When stress accumulates with little or no relief, a chronic stress pattern develops, often resulting in health problems like high blood pressure, ulcers, increased susceptibility to infections, muscle aches and pains, and heart disease.

Managing stress

It's impossible to completely avoid stress, but you can lessen its impact. Here are some tips to get you started:

  • Develop good time management habits. Plan, set goals, make lists, break big jobs down, avoid distractions and take breaks. Don’t procrastinate, and don’t be a perfectionist. It’s important to keep the task in perspective.

  • Exercise is a terrific stress reducer. Set aside time every day to work off your stress.

  • Get enough sleep.

  • Eat a well-balanced diet. Nutrition Services at UHS can help design an eating plan just for you; call (413) 577-5101 for an appointment.

  • Talk about what’s bothering you with a friend, family member or counselor. Call UHS’ Center for Counseling and Psychological Health, (413) 545-2337, for an appointment.

A Deep Breathing Exercise

Pay attention to your breathing.
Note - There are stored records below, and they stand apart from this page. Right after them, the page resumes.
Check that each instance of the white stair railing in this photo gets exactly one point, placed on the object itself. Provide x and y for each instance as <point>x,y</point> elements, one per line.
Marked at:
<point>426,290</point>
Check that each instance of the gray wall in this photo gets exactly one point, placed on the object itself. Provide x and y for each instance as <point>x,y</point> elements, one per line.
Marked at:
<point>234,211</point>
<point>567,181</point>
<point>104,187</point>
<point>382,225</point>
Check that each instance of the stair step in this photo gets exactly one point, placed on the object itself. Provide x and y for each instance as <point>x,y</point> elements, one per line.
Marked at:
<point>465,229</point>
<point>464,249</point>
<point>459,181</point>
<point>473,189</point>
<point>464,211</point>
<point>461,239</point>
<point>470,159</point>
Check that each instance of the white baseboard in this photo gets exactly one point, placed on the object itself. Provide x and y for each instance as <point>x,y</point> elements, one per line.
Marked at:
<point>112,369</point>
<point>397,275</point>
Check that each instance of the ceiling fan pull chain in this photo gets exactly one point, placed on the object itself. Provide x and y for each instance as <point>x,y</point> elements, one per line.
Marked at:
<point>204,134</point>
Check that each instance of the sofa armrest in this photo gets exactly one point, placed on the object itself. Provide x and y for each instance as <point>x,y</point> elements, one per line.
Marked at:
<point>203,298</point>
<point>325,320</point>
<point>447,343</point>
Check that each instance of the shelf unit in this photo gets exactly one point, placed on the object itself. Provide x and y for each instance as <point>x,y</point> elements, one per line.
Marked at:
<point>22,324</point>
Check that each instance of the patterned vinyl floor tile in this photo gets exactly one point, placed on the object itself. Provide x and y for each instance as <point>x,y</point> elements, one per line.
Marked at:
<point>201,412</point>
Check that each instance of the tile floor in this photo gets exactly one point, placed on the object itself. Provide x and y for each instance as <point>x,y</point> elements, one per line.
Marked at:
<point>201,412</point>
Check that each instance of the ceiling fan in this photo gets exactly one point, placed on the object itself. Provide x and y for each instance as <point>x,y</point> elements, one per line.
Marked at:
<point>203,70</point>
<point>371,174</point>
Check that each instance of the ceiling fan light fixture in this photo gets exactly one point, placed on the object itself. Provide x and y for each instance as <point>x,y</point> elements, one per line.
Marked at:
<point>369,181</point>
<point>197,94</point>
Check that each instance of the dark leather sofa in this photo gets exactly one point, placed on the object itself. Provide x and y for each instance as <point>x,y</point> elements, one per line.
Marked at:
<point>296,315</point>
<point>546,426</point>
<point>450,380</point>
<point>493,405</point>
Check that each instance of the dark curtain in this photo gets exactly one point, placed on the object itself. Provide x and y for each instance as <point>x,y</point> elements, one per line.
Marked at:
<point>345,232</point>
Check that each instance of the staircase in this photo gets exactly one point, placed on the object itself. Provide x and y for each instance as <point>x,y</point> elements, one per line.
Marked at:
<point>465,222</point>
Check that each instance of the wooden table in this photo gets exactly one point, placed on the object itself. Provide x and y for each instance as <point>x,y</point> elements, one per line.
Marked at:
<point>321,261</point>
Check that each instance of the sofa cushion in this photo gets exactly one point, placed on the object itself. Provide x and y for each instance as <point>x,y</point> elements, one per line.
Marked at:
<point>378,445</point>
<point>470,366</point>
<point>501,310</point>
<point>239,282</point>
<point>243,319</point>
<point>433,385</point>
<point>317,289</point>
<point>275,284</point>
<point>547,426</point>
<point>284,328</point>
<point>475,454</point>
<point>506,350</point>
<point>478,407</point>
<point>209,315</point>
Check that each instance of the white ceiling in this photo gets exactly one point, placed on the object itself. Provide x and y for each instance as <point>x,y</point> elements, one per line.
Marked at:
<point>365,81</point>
Notice how your abdomen and chest rise and fall with each other.

Place your hand on the part of your abdomen or chest that seems to rise and fall the most with each breath. If this spot is in your chest, you’re not using the lower part of your lungs.

Inhale, filling first the lower part of your lungs, then the middle part, then the upper part. Hold your breath for a few seconds. Exhale slowly. Relax your abdomen and chest.

Exhale through your mouth keeping your mouth, tongue and jaw relaxed. Relax as you focus on the sound and feeling of long, slow, deep breaths.